L’expert en tourisme a indiqué que, pour pouvoir rivaliser avec ses concurrents, la Tunisie doit disposer de plusieurs éléments et facteurs, dont notamment l’analyse stratégique. «On manque beaucoup de data», fait-il savoir. En effet, la veille stratégique permet à la destination de garder un œil sur ses compétiteurs, et ce, en analysant les tendances du marché, l’évolution des parts de marché dans ce même espace… Cette démarche est, selon l’expert, importante car elle permet de travailler sur les atouts de la destination.
« Les quelques chiffres dont nous disposons, notamment relatifs à l’évolution des recettes touristiques, ne nous font pas avancer. On ne sait pas où va le monde. Il faut faire de la veille stratégique. On n’en fait pas suffisamment. Il faut voir ce que font les destinations avec lesquelles nous sommes en compétition, quelles sont les nouvelles tendances, où va le monde… », a ajouté Tlatli.
« Participer à des foires ne sert plus à rien ! »
Par ailleurs, l’ancien ministre a indiqué que la Tunisie dispose de plusieurs atouts qui lui permettent de se différencier. « Aujourd’hui, il faut observer les attentes des consommateurs et tracer la voie pour un nouveau positionnement. Car le positionnement, qui se base sur la diversification de l’offre, se prépare et prend du temps. Le touriste d’aujourd’hui n’est absolument pas celui qu’on a connu il y a 30 ou 40 ans. Il a totalement changé, sa façon de consommer, de voyager… Ses attentes ont aussi changé et il faut analyser et comprendre cela », a-t-il poursuivi.

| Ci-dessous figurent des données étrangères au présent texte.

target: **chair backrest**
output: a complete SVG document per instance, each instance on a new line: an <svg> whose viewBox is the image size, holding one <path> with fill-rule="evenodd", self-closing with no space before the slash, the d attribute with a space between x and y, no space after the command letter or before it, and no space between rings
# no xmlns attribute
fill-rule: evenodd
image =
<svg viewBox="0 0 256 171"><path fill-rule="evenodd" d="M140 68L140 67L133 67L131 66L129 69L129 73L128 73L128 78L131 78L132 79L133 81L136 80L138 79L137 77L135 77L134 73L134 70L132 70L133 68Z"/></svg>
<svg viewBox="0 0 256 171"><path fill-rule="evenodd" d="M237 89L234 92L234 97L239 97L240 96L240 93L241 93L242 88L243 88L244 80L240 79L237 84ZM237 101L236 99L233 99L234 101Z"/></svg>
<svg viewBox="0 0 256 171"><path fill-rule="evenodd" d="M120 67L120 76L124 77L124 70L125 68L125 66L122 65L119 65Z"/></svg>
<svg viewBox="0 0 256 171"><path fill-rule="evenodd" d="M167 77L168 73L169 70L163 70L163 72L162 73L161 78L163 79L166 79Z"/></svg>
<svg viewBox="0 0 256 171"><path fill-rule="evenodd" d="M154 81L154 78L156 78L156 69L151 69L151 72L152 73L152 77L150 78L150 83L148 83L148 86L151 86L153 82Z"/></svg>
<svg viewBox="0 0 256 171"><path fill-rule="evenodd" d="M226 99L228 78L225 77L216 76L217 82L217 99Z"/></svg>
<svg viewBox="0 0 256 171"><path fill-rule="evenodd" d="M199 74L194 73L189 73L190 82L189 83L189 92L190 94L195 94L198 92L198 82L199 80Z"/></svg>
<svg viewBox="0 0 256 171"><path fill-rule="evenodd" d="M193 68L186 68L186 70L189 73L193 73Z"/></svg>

Tlatli a, dans ce contexte, ajouté que de nouvelles stratégies marketing basées sur le digital et les réseaux sociaux jouent, aujourd’hui, un rôle déterminant dans la promotion des destinations, considérant l’intégration de ces nouvelles méthodes dans la stratégie du ministère comme un point positif. «Participer à des foires ne sert plus à rien. Huit consommateurs sur dix choisissent leur destination de voyage sur le web. Donc, il est important de se faire une place sur le web », a-t-il affirmé. Il a, en outre, ajouté que la durabilité, le respect de l’environnement… font désormais partie des nouvelles attentes du voyageur. « Il faut s’engouffrer dans cette voie du tourisme éco-responsable et, d’une manière générale, du tourisme inclusif », a-t-il commenté. Mais ce changement de cap au niveau des politiques engagées par les acteurs du tourisme nécessite souvent des investissements et des financements conséquents. Interrogé à ce sujet, Tlatli a répondu que le tourisme est considéré par le secteur bancaire comme étant un secteur à risque, en raison du poids des impayés qu’il traîne. Ainsi, le spécialiste estime que l’une des actions à entreprendre, c’est de régler le problème de l’endettement du secteur. Cette décision va inciter les banques à financer les nouvelles tendances et les nouveaux produits qui peuvent être considérés comme risqués. Et l’ancien ministre de conclure : « Par ailleurs, je pense qu’il nous faut de nouveaux outils de financement qui prennent en charge les risques liés à ces nouvelles orientations qui peuvent être importants ».